La forma de expresarse de Lucy hizo reír a todos.

—Soplando y bufando —repitió «Kiki», rascándose la cabeza—. Soplando y bufando…, pobre chiquito mono.

—Pero ¿qué está diciendo éste? —exclamó Jack—. «Kiki», ¡cuidado que dices tonterías!

—Pobre cerdito chiquito mono —repitió «Kiki», con solemnidad—. Bufando y soplando, soplando y bufando…

Jorge soltó una carcajada.

—¡Ahora lo entiendo! Recuerda haber oído el cuento de los tres cerditos y el lobo feroz… ¿No os acordáis que el lobo se acercó soplando y bufando para derribarles la casa? ¡Ah, «Kiki», eres una maravilla!

—Les dará a los frailecillos algo que pensar —dijo Dolly—. ¿Verdad, «Kiki»? Se preguntarán qué clase de bicho raro ha ido a visitarles. ¡Hola…! ¿Es ese el timbre del teléfono?

—Sí —contestó Jack, emocionado—. Tía Allie telefoneó al doctor Johns para decirle que íbamos a ir nosotros con él. Pero no estaba en casa y dejó recado para que llamase él a su regreso. Apuesto a que ahora es él. Voy a verlo.

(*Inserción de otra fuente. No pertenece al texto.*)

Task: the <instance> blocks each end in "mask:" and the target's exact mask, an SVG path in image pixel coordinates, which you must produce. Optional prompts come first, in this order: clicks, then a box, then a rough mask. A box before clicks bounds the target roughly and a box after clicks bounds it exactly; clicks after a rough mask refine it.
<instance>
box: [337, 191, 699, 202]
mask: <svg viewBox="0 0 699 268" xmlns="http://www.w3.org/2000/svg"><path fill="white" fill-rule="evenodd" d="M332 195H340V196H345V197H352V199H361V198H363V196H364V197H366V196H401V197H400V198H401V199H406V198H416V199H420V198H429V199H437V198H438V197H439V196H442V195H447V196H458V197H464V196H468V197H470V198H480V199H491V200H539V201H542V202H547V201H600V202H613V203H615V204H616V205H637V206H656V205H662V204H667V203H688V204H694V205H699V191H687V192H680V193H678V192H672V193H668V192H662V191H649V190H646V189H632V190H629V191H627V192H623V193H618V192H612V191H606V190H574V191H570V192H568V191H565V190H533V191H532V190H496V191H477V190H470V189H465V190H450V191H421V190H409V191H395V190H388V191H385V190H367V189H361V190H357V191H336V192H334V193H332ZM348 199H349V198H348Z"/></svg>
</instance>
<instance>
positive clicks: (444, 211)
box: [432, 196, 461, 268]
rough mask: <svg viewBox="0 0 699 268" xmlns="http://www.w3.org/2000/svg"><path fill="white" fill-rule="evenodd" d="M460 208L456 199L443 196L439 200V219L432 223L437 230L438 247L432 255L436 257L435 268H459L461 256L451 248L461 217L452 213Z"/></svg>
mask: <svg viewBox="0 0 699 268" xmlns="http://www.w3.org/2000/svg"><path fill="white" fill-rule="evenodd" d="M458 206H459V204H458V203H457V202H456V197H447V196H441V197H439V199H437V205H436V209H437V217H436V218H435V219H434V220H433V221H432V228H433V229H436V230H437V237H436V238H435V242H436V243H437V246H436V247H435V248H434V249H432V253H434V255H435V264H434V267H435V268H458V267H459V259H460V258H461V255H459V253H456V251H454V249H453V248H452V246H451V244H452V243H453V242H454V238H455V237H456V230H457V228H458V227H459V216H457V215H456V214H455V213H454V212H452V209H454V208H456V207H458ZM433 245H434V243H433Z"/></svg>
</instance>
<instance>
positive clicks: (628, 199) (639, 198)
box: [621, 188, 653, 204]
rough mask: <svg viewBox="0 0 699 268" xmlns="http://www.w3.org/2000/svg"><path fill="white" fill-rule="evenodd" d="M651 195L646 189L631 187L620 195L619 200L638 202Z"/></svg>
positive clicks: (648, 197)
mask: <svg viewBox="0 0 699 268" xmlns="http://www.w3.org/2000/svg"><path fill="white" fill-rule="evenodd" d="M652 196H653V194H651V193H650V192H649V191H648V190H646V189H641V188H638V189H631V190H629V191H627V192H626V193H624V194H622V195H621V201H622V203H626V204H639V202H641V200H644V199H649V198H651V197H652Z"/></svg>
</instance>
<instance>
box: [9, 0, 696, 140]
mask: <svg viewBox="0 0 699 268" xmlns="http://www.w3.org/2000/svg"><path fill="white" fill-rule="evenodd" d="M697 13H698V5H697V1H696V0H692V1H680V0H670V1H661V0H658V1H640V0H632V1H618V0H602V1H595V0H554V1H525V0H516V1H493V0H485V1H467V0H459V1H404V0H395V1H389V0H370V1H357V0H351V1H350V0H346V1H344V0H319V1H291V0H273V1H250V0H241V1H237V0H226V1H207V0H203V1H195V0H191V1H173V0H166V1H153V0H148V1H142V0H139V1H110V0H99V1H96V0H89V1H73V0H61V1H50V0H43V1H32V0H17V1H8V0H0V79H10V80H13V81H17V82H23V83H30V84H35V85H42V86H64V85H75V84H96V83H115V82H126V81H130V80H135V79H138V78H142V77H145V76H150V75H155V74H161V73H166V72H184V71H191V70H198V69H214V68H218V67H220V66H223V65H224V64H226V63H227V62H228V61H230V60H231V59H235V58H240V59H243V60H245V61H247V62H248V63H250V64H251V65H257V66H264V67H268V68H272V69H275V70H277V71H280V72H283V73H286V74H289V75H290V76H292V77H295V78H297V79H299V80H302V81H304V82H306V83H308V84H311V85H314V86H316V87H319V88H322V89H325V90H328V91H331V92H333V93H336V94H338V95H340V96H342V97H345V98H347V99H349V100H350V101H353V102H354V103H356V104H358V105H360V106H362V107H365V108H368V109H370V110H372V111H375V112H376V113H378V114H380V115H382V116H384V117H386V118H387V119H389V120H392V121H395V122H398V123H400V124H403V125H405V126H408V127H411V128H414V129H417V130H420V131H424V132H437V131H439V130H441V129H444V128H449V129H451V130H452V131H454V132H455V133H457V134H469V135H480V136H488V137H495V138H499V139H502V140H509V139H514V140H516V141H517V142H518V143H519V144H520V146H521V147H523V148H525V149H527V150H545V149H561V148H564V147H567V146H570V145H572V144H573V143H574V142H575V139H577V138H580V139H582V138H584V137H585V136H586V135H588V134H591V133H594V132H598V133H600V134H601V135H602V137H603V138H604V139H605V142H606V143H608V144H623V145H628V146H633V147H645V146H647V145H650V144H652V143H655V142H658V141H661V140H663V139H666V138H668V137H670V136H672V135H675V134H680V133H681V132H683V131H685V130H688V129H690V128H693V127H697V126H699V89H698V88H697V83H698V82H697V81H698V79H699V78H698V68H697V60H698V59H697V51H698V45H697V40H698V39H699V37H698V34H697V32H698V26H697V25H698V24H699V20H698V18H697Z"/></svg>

Salieron todos al vestíbulo, donde estaba instalado el aparato. La señora Mannering se encontraba allí ya. Se apiñaron a su alrededor, ávidos de oír lo que se decía.

—¡Oiga! —dijo la señora—. ¿El doctor Johns…? ¡Ah, es la señora Johns! Sí; la señora Mannering al habla. ¿Cómo dice? ¡Oh…, cuánto lo siento! Es terrible para usted eso. Sí, sí, claro…, comprendo perfectamente. Tendrá que aplazarlo todo… hasta el año que viene quizá. Bueno, pues confío en que tendrá usted buenas noticias pronto. No dejará usted de decírnoslo, ¿verdad? Adiós.

Colgó el auricular y se volvió hacia los niños con solemne expresión.

—Lo siento mucho, niños…, pero el doctor Johns ha sido víctima de un accidente de automóvil esta mañana… Se encuentra en el hospital. Como es natural, se ha tenido que renunciar a la expedición.

¡Renunciar a la expedición! ¡Nada de islas llenas de aves después de todo…, nada de ratos felices en los mares porteños! ¡Qué desilusión más terrible!